Die irrationale Perfektion der Notstandsgesetze hat einen wesentlichen Grund gerade in ihrem abstrakten antizipatorischen Charakter. Eben weil man nicht genau weiß, welche gesellschaftlichen Erschütterungen es im Laufe der Zeit geben wird, muß man sich nach allen Seiten perfekt absichern. »In nationaler Sammlung« könne dann die herrschenden Parteien »jeder Belastung, die auf die Bundesrepublik zukommt« entgegensehen (Barzel).

Mobilmachung ist die Antwort des Systems auf seine Krisenanfälligkeit.

Diese antizipierte Mobilmachung hat aber keinen aggressiven Charakter nach außen. Die grotesken Lernprozesse der Bürokratie z. B. aus dem unsystematischen Luftschutz im Zweiten Weltkrieg dienen nicht der Vorbereitung eines Dritten. Das Sicherheitsbedürfnis, das sich darin ausdrückt, ist nur ein völlig hilfloser, fast magischer Versuch, die Instabilität der Bundesrepublik zu überwinden.

Die Notstandsgesetzgebung bedeutet zwar innenpolitische Repression und universale autoritäre Regelung, sie läßt sich jedoch nicht einfach nur als antizipatorische Reaktion auf mögliche Konflikte mit der organisierten Arbeiterschaft begreifen.

Die verselbständigte Bürokratie und die sie stützenden Parteien wollen vielmehr ungeachtet ihrer Notwendigkeit für alle Fälle ein Netz autoritärer Regelung auf die gesellschaftliche Organisation der Bundesrepublik senken.
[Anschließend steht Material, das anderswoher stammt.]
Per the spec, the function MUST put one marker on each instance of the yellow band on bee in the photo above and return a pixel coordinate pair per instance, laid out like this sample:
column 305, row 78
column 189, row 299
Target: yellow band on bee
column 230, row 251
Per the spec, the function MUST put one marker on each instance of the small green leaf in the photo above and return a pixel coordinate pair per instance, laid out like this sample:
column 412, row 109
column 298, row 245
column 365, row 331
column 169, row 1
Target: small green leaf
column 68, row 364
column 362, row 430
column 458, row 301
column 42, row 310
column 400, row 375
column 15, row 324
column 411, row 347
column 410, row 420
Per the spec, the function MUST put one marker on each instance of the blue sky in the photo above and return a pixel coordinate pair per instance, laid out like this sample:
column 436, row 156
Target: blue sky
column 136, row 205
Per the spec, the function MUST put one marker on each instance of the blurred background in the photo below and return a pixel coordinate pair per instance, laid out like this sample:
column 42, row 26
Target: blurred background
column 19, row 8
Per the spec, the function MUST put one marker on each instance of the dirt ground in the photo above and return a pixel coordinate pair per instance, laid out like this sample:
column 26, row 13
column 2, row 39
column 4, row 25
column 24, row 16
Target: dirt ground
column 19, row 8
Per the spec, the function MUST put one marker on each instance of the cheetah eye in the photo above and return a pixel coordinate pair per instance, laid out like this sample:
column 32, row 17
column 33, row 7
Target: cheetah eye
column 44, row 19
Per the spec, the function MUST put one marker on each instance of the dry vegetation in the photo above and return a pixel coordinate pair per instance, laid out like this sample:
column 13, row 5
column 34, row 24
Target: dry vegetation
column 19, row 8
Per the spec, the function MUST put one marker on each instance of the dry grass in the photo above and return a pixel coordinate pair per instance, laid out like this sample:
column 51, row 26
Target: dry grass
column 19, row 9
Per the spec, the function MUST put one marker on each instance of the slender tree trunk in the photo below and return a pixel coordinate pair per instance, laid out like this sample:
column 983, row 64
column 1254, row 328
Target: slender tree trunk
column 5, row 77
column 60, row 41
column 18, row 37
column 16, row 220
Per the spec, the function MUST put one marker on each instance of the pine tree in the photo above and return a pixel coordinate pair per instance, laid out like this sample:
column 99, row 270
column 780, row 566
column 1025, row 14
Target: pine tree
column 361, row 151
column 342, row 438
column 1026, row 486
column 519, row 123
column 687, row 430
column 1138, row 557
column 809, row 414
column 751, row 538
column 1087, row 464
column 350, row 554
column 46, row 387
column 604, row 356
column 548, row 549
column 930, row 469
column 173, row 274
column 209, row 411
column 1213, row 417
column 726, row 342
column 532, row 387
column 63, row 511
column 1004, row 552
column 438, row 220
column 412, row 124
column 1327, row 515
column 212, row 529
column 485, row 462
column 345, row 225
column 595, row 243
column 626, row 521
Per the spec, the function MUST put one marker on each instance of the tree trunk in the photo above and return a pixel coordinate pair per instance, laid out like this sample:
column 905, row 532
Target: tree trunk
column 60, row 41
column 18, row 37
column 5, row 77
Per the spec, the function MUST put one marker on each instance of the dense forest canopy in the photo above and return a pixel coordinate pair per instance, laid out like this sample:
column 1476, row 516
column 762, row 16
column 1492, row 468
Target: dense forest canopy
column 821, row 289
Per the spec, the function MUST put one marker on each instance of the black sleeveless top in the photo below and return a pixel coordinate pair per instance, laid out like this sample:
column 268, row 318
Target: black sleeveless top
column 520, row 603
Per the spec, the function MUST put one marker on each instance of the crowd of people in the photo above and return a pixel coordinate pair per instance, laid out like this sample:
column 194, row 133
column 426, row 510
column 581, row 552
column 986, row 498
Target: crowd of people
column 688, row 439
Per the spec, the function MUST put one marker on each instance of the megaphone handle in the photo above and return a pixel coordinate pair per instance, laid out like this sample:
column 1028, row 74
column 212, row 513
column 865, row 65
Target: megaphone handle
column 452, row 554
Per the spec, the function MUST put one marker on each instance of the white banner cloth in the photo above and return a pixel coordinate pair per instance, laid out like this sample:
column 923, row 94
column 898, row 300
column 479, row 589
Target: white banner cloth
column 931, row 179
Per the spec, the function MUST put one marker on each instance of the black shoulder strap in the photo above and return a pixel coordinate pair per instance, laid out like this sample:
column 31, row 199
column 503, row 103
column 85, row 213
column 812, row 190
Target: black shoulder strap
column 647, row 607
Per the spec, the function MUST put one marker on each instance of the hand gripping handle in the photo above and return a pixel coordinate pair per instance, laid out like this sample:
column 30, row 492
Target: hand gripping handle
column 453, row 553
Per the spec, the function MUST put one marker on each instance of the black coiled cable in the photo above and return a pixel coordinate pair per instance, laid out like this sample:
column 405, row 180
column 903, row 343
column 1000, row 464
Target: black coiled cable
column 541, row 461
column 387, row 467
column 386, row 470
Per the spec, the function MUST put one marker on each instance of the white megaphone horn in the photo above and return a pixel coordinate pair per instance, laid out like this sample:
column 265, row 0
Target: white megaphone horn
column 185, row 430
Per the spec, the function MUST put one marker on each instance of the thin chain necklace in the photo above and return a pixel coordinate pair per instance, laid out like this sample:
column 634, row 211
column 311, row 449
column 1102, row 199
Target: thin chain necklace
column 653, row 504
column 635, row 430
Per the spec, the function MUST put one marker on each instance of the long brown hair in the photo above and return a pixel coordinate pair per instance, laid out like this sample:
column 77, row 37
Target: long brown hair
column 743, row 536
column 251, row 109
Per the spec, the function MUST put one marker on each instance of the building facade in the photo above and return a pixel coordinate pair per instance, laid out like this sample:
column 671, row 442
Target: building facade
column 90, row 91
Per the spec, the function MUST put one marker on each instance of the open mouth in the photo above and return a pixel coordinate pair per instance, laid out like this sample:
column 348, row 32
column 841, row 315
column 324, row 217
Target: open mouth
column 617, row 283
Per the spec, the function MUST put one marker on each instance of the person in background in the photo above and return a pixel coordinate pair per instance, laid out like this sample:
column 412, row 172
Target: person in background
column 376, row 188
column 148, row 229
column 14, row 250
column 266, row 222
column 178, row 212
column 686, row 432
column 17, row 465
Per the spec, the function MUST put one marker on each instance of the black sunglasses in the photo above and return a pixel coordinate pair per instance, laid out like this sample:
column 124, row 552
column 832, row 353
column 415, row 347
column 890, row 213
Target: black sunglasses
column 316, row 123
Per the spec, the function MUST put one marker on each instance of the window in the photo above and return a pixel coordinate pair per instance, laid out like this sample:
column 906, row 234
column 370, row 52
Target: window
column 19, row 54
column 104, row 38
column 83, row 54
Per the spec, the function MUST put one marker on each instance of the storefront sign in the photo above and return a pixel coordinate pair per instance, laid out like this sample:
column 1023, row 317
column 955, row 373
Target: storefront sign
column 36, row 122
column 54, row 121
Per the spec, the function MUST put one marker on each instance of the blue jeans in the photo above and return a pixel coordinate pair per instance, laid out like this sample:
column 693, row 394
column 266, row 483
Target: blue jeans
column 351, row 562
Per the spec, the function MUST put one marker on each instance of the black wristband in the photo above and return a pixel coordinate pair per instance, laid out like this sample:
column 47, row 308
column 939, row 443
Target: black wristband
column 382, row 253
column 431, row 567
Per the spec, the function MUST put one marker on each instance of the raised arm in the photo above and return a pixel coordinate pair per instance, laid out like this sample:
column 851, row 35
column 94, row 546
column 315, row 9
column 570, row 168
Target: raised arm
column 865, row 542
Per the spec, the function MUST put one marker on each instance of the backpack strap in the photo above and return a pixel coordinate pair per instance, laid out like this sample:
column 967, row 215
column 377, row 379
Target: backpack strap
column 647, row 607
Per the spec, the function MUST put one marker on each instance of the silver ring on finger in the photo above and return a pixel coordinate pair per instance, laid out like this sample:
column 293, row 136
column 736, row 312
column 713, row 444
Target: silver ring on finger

Die Abstraktheit repressiver Militarisierung entspringt, wie skizziert, einem pathologischen Sicherheitsbedürfnis, das sich aus drei Quellen speist.

  1. dem beängstigenden Fortschritt der nichtkapitalistisch orientierten Politik.
  2. der Krisenanfälligkeit des kapitalistischen Systems selbst und
  3. der historischen Erfahrung mit dem Nationalsozialismus, überhaupt allen gesellschaftlichen Bewegungen, die die unangefochten Herrschaft des etablierten Bürgertums gefährden.

Gerade die relative Autonomie des Staatsapparates läßt ihn auf eine blinde und universalistische Weise die Interessen des Status Quo wahrnehmen, auch wo sie weder aktuell noch potentiell bedroht sind.